Behavior of Carbonate Associated Sulfate During Authigenic Carbonates Precipitation at Cold Seeps

The carbonate associated sulfate (CAS) has been widely used in investigating geochemistry of ancient seawater sulfate. The reliability of CAS as a proxy of contemporaneous seawater sulfate has been examined in multiple cases and the results have been somewhat assuring in most cases involving open ocean deposits. Many geological carbonate deposits, however, were the product of early diagenesis, the CAS behavior in them, especially among different carbonate mineral phases that are sensitive to microbial activity and pore-water chemistry have not been examined. Distinct mineral phases are occurring among modern cold-seep carbonates in the Gulf of Mexico, which provides us a unique opportunity to examine the relationship between mineral formation condition and the CAS within. We found that the CAS concentration in different minerals varies widely without a clear pattern. The δ³⁴S_CAS and δ¹⁸O_CAS also vary considerably, ranging from 21.9% to 56.2% (V-CDT) and from 10.5% to 24.8% (V-SMOW), respectively. On δ³⁴S_CAS versus δ¹⁸O_CAS plots, both aragonite and calcite show linear trends that project down toward those of open seawater sulfate.

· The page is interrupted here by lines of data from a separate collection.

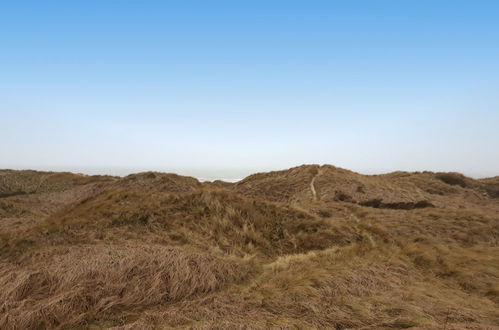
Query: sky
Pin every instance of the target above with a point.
(225, 88)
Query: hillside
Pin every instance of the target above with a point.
(308, 247)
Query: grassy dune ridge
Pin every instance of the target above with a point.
(309, 247)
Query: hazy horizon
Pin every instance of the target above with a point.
(236, 87)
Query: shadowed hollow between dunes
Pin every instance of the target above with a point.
(309, 247)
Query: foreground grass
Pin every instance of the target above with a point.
(157, 251)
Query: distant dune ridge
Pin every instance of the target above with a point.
(308, 247)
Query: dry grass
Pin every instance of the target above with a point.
(162, 251)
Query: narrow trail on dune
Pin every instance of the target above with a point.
(312, 182)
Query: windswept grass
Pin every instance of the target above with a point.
(160, 251)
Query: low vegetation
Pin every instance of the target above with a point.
(310, 247)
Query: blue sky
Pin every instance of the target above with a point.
(231, 87)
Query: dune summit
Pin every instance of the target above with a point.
(308, 247)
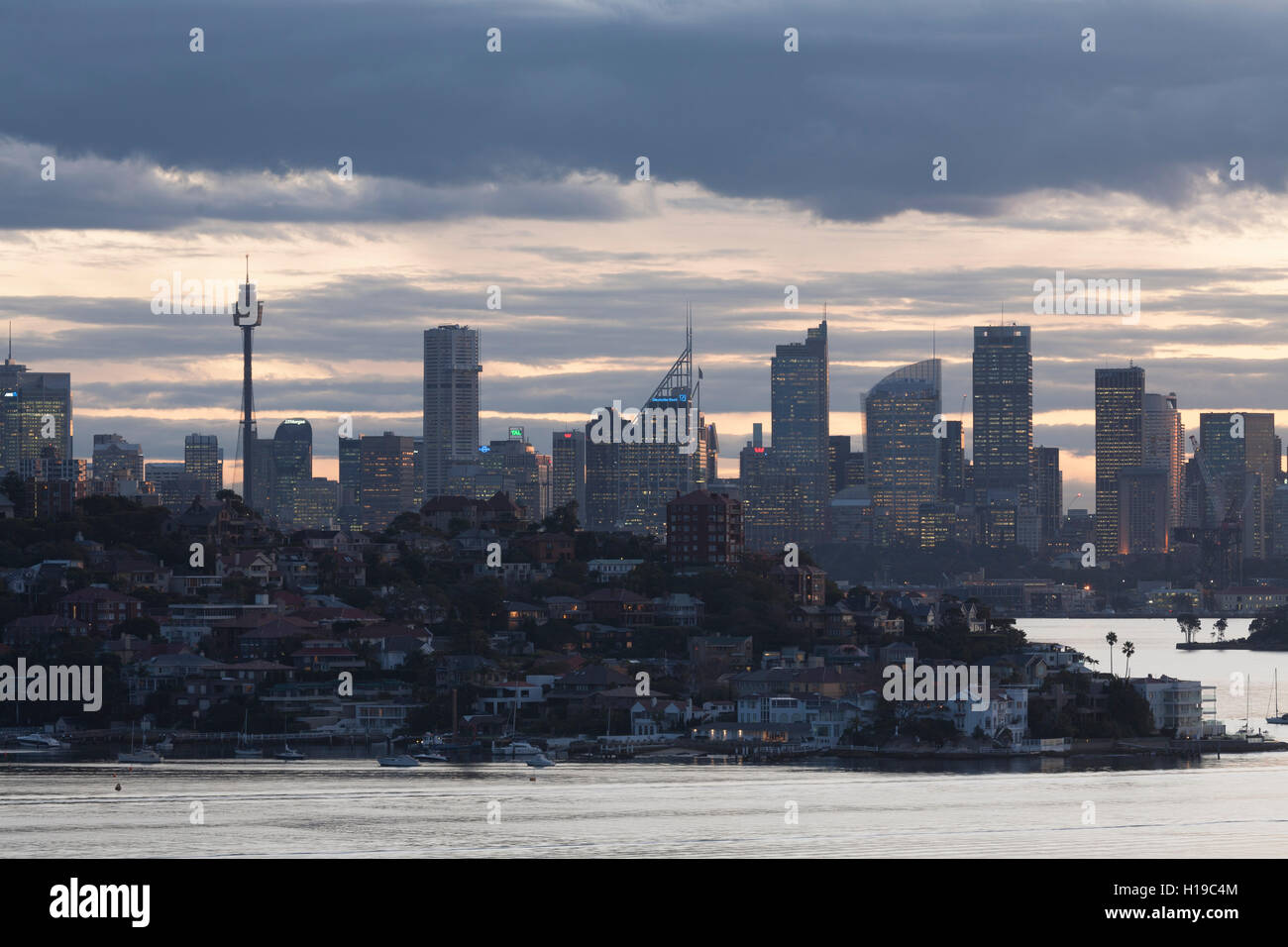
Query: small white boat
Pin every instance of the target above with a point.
(244, 749)
(39, 741)
(1278, 718)
(143, 755)
(402, 761)
(518, 748)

The trends suggest that sulfate has been isotopically modified to various degrees in pore fluids before being incorporated into carbonate lattice. The much narrower δ³⁴S_CAS and δ¹⁸O_CAS ranges for aragonite than for calcite suggests a much "pickier" condition for aragonite formation during early diagenesis, which is consistent with the fact that aragonite is more prone to precipitate in high sulfate concentration environments. Our results suggest that concentration and isotopic composition of CAS in seep carbonates may be controlled by the supply of pore-water sulfate during carbonate precipitation. The reliability of CAS in carbonate of early diagenetic origin as a proxy of contemporaneous seawater sulfate is therefore questioned.